Seus comentários surgem enquanto formuladores de políticas e líderes empresariais se dirigem à Future Investment Initiative (FII) da Arábia Saudita em Riade, um evento apelidado de “Davos no Deserto”. O evento anual, que começou na segunda-feira (27/10), está sendo realizado sob o tema: “A Chave para a Prosperidade: Desbloqueando Novas Fronteiras de Crescimento”. Espera-se que a FII deste ano se incline para áreas como inteligência artificial, particularmente enquanto o reino rico em petróleo continua com sua missão de diversificar sua economia.

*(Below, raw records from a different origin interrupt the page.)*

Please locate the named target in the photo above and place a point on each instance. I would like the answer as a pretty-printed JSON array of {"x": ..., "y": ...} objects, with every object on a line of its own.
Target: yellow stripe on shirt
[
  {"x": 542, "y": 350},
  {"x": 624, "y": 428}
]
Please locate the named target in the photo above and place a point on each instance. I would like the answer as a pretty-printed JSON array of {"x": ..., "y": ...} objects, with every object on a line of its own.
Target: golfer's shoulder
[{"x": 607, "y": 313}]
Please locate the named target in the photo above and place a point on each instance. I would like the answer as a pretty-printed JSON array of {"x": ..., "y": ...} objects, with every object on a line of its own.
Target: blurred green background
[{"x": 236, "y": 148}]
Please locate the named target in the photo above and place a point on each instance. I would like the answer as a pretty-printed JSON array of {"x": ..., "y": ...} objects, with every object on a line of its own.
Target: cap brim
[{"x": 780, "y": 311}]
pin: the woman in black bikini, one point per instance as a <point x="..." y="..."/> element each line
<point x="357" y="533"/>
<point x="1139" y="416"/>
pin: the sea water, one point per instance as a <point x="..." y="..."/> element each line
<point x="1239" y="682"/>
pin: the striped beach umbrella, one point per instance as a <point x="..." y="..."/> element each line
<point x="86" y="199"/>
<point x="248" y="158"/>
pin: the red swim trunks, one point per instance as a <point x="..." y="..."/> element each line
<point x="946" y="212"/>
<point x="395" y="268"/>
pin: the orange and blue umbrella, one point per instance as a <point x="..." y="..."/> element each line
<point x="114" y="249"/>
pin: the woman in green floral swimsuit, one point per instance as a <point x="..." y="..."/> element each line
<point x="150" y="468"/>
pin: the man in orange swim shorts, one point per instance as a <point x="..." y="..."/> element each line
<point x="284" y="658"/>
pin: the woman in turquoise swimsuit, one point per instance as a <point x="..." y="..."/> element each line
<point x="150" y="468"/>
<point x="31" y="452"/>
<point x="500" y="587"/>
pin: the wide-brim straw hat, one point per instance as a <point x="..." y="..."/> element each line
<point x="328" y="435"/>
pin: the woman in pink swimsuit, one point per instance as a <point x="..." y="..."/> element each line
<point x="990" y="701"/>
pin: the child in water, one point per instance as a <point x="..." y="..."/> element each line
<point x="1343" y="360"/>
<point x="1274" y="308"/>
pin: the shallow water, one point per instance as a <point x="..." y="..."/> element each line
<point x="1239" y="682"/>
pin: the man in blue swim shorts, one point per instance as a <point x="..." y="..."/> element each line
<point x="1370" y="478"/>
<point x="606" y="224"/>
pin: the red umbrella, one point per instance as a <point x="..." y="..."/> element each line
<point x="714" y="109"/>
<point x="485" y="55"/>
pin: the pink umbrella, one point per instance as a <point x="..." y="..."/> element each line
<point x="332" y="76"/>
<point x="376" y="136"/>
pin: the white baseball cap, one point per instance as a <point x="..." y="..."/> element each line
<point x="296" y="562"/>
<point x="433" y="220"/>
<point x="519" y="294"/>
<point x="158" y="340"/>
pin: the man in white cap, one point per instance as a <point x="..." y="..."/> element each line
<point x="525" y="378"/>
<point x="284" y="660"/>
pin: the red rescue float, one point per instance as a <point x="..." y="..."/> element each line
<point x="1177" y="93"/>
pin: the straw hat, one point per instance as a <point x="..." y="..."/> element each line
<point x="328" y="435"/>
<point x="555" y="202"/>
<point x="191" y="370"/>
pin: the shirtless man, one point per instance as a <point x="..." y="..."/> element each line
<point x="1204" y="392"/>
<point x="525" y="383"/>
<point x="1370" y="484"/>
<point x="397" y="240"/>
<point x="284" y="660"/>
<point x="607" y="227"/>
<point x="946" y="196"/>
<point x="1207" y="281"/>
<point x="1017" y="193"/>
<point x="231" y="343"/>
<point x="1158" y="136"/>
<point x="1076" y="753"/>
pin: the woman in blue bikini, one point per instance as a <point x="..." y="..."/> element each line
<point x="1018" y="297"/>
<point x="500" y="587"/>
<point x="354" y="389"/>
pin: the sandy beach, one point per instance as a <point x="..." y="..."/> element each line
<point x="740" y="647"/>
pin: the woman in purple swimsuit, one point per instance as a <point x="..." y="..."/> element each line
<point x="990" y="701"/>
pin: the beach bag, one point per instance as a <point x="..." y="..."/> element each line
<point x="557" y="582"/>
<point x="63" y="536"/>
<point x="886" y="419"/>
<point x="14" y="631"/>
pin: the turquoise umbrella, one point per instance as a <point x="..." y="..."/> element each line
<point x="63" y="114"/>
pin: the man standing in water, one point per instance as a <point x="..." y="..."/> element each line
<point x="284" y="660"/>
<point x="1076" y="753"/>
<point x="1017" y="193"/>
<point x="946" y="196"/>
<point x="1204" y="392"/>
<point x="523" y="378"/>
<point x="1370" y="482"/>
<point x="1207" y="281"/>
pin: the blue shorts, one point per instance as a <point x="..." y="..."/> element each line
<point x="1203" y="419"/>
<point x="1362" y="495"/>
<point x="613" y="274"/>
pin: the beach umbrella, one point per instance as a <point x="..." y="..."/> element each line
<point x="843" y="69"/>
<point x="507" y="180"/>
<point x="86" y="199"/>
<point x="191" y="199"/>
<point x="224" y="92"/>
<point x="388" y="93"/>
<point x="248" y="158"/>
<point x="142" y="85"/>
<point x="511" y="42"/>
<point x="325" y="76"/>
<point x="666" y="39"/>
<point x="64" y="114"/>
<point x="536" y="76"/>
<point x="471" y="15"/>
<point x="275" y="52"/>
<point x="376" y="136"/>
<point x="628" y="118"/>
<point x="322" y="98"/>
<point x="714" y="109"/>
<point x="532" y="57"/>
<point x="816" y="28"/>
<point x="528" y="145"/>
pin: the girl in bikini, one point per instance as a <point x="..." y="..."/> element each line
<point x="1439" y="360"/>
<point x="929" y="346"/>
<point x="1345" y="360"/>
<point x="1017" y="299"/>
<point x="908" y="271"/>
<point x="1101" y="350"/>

Analistas dizem que os estados do Golfo, liderados por Arábia Saudita e Emirados Árabes Unidos, estão cada vez mais buscando alavancar seu capital financeiro e localização geográfica para capturar participação de mercado de minerais críticos. Uma série de aquisições direcionadas e parcerias internacionais formam uma parte fundamental dessa estratégia regional, de acordo com uma análise do International Institute for Strategic Studies (IISS), com os estados do Golfo buscando se apresentar como parceiros alternativos para as nações ocidentais.
A Critical Metals, por sua vez, fez parceria com o Obeikan Group da Arábia Saudita para construir uma grande fábrica de processamento de hidróxido de lítio no reino.
Um impulso estratégico
Kevin Das, consultor técnico sênior da New Frontier Minerals, uma exploradora de terras raras australiana, ligou o interesse de investidores em terras raras do Oriente Médio ao crescimento exponencial no campo da IA.
“Não é surpresa que você esteja vendo interesse, não apenas no mundo ocidental, mas se espalhando para os estados do Golfo, porque acho que as pessoas estão percebendo que provavelmente estamos à beira de um boom da IA”, disse Das à CNBC por telefone. “Se você começar a ver o surgimento da robótica, todo robô vai precisar dessas terras raras. E acho que a oferta só vai apertar”, acrescentou.
Os elementos de terras raras emergiram como uma importante moeda de troca na atual guerra comercial EUA-China, embora as ações globais tenham subido na segunda-feira em meio às esperanças dos investidores de que as tensões entre as duas maiores economias do mundo diminuam. Autoridades dos EUA defenderam a perspectiva de a China atrasar rigorosos controles de exportação de terras raras como parte de uma cúpula de alto risco entre o presidente Donald Trump e Xi Jinping, da China, na quinta-feira.
Terras raras referem-se a 17 elementos da tabela periódica cuja estrutura atômica lhes confere propriedades magnéticas especiais. Esses elementos são amplamente utilizados nos setores automotivo, robótico e de defesa.
“Acho que faz parte do impulso estratégico do reino para diversificar sua economia para longe do petróleo. Quer dizer, eles sempre vão ganhar mais dinheiro com petróleo no momento, pelo menos, mas estão tentando diversificar”, disse Bunn à CNBC por telefone.
Ambições de minerais críticos
Analistas apontaram uma série de barreiras que enfrentam o impulso dos estados do Golfo por minerais críticos, no entanto, observando que os players regionais permanecem produtores marginais atualmente.
“Muitas das empreitadas de mineração da Arábia Saudita permanecem em estágios iniciais ou mesmo conceituais, e o país ainda depende de parceiros estrangeiros para expertise, de modo que pode levar anos para a Arábia Saudita, e os estados do Golfo de forma mais geral, escalarem o suficiente para diminuir o domínio chinês ou para atender plenamente à demanda ocidental”, disse Asna Wajid, analista de pesquisa do IISS, em uma análise publicada no final de julho.
“Muitos no Ocidente, além disso, podem estar cautelosos em substituir sua dependência da China pela dependência dos estados do Golfo, que já exercem considerável influência estratégica devido aos seus suprimentos de petróleo e gás”, disse Wajid.
A China é a líder indiscutível da cadeia de suprimentos de minerais críticos, produzindo aproximadamente 70% do suprimento mundial de terras raras e processando quase 90%, o que significa que está importando esses materiais de outros países e processando-os. Autoridades dos EUA alertaram anteriormente que esse domínio representa um desafio estratégico em meio à transição para fontes de energia mais sustentáveis.